Stories from Prague

Religion and Communism

By: Jami Sall



Recently my friends and I got a chance to go on vacation to Prague. While we were there we met two sisters who we became friends with instantly. Marketa and Keri spent an entire day giving us a private tour of their city and inviting us into their home for the best ginger mint lemonade I have ever had! During our time together we got to hear many stories about their country’s history and how it had affected their family.

One of the stories they told us was about their parents lives during the Communist Era. Their parents were Christians and before the war they were free to meet and worship together and read Scripture with other Christians around them. These rights went away as soon as communism took over. They described persecutions they endured because of their faith – rejection for college admission and no Christian literature whatsoever was allowed.

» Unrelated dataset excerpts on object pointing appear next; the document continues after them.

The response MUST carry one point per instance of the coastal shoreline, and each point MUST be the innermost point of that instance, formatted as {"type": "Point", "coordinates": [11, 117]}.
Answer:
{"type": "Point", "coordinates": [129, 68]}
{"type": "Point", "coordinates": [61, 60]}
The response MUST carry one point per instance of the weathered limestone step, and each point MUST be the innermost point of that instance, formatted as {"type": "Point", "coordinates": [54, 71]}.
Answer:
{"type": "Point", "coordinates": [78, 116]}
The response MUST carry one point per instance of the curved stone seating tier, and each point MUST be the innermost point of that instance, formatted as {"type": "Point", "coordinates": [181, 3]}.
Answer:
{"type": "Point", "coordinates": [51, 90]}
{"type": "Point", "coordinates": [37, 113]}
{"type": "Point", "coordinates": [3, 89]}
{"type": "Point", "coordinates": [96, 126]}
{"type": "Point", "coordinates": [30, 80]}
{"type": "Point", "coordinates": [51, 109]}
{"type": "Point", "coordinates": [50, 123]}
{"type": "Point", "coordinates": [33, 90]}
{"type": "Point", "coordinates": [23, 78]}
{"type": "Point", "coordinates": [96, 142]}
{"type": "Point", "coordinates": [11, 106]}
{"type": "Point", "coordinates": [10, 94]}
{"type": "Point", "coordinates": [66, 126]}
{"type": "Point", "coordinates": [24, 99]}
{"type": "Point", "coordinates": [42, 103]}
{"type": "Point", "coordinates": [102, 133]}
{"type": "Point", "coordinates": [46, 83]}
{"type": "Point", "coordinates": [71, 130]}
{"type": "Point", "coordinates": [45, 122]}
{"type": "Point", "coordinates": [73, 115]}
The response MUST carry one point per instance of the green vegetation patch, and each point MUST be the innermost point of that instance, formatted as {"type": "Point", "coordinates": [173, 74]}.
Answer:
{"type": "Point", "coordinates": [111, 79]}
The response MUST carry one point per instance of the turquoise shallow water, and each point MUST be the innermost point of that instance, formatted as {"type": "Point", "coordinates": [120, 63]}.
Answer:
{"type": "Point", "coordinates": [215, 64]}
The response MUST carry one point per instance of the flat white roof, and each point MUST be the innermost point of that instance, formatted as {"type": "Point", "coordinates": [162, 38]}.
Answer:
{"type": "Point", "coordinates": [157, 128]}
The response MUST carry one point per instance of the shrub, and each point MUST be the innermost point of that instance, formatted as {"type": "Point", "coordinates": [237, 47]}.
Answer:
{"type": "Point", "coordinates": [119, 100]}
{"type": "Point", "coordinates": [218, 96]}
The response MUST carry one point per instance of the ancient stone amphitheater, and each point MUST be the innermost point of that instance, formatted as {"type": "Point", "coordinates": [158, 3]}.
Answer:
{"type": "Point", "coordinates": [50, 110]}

But they talked about how every now and then someone would get a hold of such banned literature and in order to duplicate it and distribute it to other like minded people they would each type up a few pages on their typewriters and then put the pages together to form a book.

When Marketa and Keri’s parents wanted to gather to worship, they had to go to the gathering place individually at staggered times so it wasn’t obvious. Even in these settings it was hard to trust each other because they were always fearful that someone there may actually be a communist spy. Market and Keri said that this distrust has even carried into their generation and that in general most Czech’s are still slow to trust others.

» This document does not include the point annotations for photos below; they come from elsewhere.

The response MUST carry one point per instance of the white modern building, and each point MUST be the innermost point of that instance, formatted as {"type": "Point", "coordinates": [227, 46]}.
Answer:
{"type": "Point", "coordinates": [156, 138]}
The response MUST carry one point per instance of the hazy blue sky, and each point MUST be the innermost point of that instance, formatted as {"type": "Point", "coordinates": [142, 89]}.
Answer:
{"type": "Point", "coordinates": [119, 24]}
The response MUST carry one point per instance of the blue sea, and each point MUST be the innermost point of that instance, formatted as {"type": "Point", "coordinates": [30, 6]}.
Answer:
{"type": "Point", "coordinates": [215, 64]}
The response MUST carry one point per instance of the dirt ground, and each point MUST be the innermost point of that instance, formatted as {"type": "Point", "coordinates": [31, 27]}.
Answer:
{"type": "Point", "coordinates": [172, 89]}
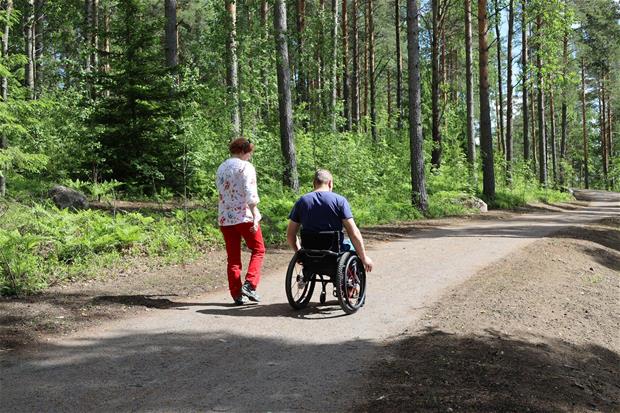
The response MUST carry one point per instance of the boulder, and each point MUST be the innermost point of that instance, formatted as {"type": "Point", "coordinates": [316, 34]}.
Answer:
{"type": "Point", "coordinates": [69, 198]}
{"type": "Point", "coordinates": [475, 203]}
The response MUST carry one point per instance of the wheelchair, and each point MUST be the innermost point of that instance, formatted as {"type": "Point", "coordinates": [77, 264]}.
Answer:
{"type": "Point", "coordinates": [322, 260]}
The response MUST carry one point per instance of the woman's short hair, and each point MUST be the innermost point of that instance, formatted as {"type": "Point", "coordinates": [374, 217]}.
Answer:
{"type": "Point", "coordinates": [240, 145]}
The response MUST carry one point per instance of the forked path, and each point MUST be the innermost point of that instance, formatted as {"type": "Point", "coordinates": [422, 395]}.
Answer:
{"type": "Point", "coordinates": [206, 355]}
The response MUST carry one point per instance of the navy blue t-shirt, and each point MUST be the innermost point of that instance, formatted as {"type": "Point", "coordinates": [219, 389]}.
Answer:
{"type": "Point", "coordinates": [321, 211]}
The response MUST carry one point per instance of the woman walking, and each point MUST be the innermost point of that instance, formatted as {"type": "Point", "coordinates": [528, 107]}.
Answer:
{"type": "Point", "coordinates": [239, 218]}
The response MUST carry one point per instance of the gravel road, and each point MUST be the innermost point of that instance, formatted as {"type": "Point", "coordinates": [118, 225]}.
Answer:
{"type": "Point", "coordinates": [206, 355]}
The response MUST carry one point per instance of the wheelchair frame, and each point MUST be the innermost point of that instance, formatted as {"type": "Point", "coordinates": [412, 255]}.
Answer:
{"type": "Point", "coordinates": [321, 260]}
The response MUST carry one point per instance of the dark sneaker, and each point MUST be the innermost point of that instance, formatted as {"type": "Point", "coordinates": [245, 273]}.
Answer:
{"type": "Point", "coordinates": [241, 300]}
{"type": "Point", "coordinates": [248, 291]}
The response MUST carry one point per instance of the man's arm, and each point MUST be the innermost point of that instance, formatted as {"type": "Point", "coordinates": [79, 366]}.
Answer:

This oppression wasn’t just happening among the Christian community but also among other religions and communities that were anti-communism. It wasn’t that religion was illegal, but that it was highly looked down upon. In order to eradicate religion as much as possible the communist government would take religious figures and turn them into revolutionaries. They made Jesus into a revolutionary rather than a religious figure and Prague’s prided reformer Jan Hus into a communist revolutionary instead of a church reformer. Though the sisters obviously didn’t agree with this they were happy that it kept the communists from tearing down the statue of Jan Hus that remains in Prague until this day.

Today the country of Czech Republic has one of the highest atheist populations in the world. Is this the result of post-communism or modernism, it’s hard to tell. Either way I loved hearing the stories of how Marketa and Keri’s parents lived through the Communist Era as Christians with great faith and creativity. They did what they had to do survive and 40 years later following the Velvet Revolution of 1989, all the barriers would come crashing down once again allowing them to freely practice what they believed in.